Extinct genus of arthropods

Dicranocaris is an extinct genus of arthropod that lived in the Wheeler Shale formation of what is now modern day Utah during Drumian of the Cambrian period. The type and only species is Dicranocaris guntherorum.

== Morphology ==
Dicranocaris measured up to 10 cm in body length. The dorsal exoskeleton (tergite) consists of a semicircular cephalic (head) shield followed by a 12-segmented trunk. At least the second to fifth trunk segments possess tergopleurae (lateral extension of trunk tergite) and the last 3 segments are tube-like. A narrow telson (tail) expand and bifurcate distally.
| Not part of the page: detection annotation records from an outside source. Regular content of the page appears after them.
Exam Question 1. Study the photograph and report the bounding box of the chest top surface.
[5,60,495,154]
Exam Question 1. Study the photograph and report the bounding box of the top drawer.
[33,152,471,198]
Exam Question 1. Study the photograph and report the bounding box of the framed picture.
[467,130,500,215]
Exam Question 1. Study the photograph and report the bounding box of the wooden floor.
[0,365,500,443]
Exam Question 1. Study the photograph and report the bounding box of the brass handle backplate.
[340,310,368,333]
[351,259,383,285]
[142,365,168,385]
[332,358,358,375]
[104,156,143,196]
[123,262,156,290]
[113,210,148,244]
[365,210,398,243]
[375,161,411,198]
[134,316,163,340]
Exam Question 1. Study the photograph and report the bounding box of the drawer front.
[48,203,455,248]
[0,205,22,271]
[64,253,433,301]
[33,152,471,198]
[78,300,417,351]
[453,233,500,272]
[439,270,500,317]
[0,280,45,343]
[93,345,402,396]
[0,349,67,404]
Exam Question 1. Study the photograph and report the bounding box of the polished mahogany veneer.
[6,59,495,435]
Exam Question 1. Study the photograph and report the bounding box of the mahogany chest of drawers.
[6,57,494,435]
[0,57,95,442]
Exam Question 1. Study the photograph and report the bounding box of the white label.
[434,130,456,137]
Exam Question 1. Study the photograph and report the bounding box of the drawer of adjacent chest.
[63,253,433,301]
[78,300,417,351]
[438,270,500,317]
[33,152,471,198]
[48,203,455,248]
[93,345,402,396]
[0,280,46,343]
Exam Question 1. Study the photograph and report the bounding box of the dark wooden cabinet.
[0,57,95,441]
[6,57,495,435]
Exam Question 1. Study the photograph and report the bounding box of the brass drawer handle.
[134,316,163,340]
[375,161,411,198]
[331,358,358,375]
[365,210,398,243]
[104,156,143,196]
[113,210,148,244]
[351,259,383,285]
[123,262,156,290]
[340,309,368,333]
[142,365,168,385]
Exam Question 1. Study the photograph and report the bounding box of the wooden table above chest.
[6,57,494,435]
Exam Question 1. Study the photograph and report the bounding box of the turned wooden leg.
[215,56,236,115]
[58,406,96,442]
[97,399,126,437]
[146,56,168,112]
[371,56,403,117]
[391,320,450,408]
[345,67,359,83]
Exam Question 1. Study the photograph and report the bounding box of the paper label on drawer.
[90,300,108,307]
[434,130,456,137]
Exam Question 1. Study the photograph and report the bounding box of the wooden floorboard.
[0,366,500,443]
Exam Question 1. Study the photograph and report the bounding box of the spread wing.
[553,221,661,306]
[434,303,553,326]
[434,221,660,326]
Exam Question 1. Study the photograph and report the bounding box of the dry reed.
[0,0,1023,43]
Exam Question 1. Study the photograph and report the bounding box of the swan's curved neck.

Cephalic and trunk appendages are evident in some fossil materials, especially the laterally-preserved specimens. However, details are obscured by their poor preservation, and the identification of those lateral specimens as D. guntherorum is considered questionable as well.

== Classification ==
The taxonomic affinity of Dicranocaris is uncertain. Initially it was identified as an arachnomorph, later a possible megacheiran or a close relative of the co-described Nettapezoura. A material once though to be Dicranocaris was later described as Dytikosicula in 2015, but this might be synonymous with Dicranocaris after all. In 2020, another putative Dicranocaris specimen was later identified as Messorocaris. Recent studies suggest Dicranocaris is more closely related to Messorocaris and both are tentatively grouped under Habeliida (stem-group chelicerates).